GTO Equations - Poker Theory - General Poker Theory Forum

Two Plus Two Forums Poker Strategy Poker Theory & GTO

GTO Equations

Post Reply Subscribe

...

11-08-2018 , 05:29 AM

Sciolist

Carpal \'Tunnel

Join Date: Jun 2005 Posts: 17,526

I'm interested in the idea of making a GTO solver. Are the equations needed out there somewhere?
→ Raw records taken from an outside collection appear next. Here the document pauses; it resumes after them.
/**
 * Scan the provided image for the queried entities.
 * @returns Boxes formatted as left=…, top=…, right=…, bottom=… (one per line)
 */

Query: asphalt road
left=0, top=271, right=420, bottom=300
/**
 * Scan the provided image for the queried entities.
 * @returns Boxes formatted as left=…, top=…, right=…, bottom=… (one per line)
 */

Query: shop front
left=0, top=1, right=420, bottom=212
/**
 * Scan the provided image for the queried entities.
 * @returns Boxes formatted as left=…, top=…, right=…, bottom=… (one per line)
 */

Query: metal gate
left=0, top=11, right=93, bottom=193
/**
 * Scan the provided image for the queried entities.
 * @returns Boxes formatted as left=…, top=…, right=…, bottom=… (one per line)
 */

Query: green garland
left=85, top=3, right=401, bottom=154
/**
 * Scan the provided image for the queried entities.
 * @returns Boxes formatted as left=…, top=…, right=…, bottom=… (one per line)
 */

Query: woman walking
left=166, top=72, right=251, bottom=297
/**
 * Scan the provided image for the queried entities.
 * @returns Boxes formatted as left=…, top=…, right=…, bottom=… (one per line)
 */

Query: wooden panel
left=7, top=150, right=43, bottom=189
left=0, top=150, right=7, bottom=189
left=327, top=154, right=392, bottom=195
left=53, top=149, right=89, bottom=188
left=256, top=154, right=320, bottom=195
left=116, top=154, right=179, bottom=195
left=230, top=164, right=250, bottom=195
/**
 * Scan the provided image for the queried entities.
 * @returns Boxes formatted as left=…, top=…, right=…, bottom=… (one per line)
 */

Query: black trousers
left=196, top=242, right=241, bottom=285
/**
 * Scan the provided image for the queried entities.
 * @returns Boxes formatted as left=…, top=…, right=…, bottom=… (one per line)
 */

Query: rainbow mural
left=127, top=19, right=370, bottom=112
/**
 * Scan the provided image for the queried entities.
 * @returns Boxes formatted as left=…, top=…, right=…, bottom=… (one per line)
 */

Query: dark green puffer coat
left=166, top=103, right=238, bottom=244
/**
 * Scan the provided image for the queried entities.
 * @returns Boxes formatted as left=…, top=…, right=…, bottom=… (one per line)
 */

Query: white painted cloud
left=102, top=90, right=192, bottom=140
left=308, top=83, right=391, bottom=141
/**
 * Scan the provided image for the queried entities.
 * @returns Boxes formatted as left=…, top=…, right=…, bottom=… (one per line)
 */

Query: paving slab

I couldn't find much so far.

Quote

11-08-2018 , 07:14 AM

outfit

old hand

Join Date: Feb 2015 Posts: 1,396

There is this:

https://www.husng.com/content/will-t...video-pack-2-0
https://m.youtube.com/watch?v=Gm4DXFZLEew
Using 'fictitious play'

Also, research, 'counterfactual regret minimization'
This is probably the way you want to go.

Make it open source.

Last edited by outfit; 11-08-2018 at 07:19 AM.

Quote

11-08-2018 , 12:16 PM

alkimia

enthusiast

Join Date: Jul 2018 Posts: 91

Quote:

Originally Posted by outfit

For anyone interested in a working implementation of counterfactual regret minimization I found a python implementation of libratus on github by a college student for their Applied Machine Learning course final project.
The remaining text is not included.